Although Michael Schumacher has scored two consecutive wins for Ferrari, Alonso admitted on Thursday he was not singling out the Italian squad as Renault's main rivals.
"Not much," said Alonso when asked how worried he was about Schumacher and Ferrari. "It is the same worry as I have of McLaren and Honda.
"We are still the four teams that should fight for the victory. In the first five races everything working perfectly for Ferrari and Renault and we won the five races, but McLaren and Honda have the pace.
"Honda they have been good, especially in qualifying and McLaren is normally good for the race and get close to the podium when it goes right for them. It will be a close fight and we need to work, to do as good a job as we can as we did in the first five races and the results will come at the end."
Ferrari have made a strong recovery following a shaky start to the season, and Alonso believes the Bridgestone tyres have been the main reason the Italian team are back in the title hunt.
"I think we saw that in the last two races Ferrari was coming very strong, but it's difficult to know how we develop compared to them because we have different tyres," added Alonso.

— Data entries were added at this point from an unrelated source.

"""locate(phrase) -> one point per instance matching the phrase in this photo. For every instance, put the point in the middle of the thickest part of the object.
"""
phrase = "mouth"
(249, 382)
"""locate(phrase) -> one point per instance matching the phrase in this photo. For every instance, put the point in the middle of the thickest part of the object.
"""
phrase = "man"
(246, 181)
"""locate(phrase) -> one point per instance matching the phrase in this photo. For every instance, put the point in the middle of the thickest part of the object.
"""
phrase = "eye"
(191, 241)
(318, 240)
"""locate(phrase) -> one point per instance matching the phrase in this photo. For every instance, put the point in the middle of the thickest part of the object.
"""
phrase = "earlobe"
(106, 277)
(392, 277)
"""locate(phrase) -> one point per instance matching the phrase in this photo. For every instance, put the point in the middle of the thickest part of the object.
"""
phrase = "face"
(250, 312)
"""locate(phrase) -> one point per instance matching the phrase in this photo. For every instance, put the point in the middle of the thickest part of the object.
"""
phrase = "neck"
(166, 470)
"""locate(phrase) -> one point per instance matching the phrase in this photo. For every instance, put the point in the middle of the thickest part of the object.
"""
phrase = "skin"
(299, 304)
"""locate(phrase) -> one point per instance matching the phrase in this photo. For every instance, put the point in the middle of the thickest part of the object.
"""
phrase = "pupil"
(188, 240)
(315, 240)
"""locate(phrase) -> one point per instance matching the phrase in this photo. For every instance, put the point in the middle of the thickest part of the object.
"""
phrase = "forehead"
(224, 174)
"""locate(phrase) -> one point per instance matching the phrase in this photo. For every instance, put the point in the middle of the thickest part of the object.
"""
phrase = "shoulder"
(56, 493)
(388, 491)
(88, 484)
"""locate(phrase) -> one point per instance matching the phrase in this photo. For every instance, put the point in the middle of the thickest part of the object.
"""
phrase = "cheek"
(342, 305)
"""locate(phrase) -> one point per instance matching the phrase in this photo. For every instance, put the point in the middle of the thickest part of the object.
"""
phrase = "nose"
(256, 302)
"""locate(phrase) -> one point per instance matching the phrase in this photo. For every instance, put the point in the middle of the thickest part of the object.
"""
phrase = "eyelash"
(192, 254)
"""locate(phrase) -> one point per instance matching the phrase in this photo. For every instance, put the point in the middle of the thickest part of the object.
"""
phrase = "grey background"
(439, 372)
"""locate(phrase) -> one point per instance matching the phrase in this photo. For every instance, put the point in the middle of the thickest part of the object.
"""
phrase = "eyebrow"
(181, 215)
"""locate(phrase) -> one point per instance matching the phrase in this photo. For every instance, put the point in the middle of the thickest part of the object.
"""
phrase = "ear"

"Compared to Honda and McLaren we are still growing up at the same level as them, everyone is improving race by race but normally we are beating them.
"Ferrari we don't know how much they develop. The tyres are more important than everything else. Hopefully here we come back here fighting."
Alonso is aiming to become the first Spanish driver to win his home Grand Prix this weekend, although he admitted he will treat the weekend as always.
"It is the same," he said. "I think it is a normal race for me but obviously with much more support from the grandstands so for me it is extra motivation to race here at home and hopefully get a good result here on Sunday."
The Spanish driver said he was looking forward to stop Schumacher's run of victories, admitting beating the seven-time champion gave him extra satisfaction.
"Many times I said normally to beat the big names, the big drivers in the big cars gives you more motivation and more excitement, and Michael is a seven times champion so is nice to fight with him and if you can beat him it brings more pleasure than to beat someone else," he said.
"But to win races and overtake people is always exciting."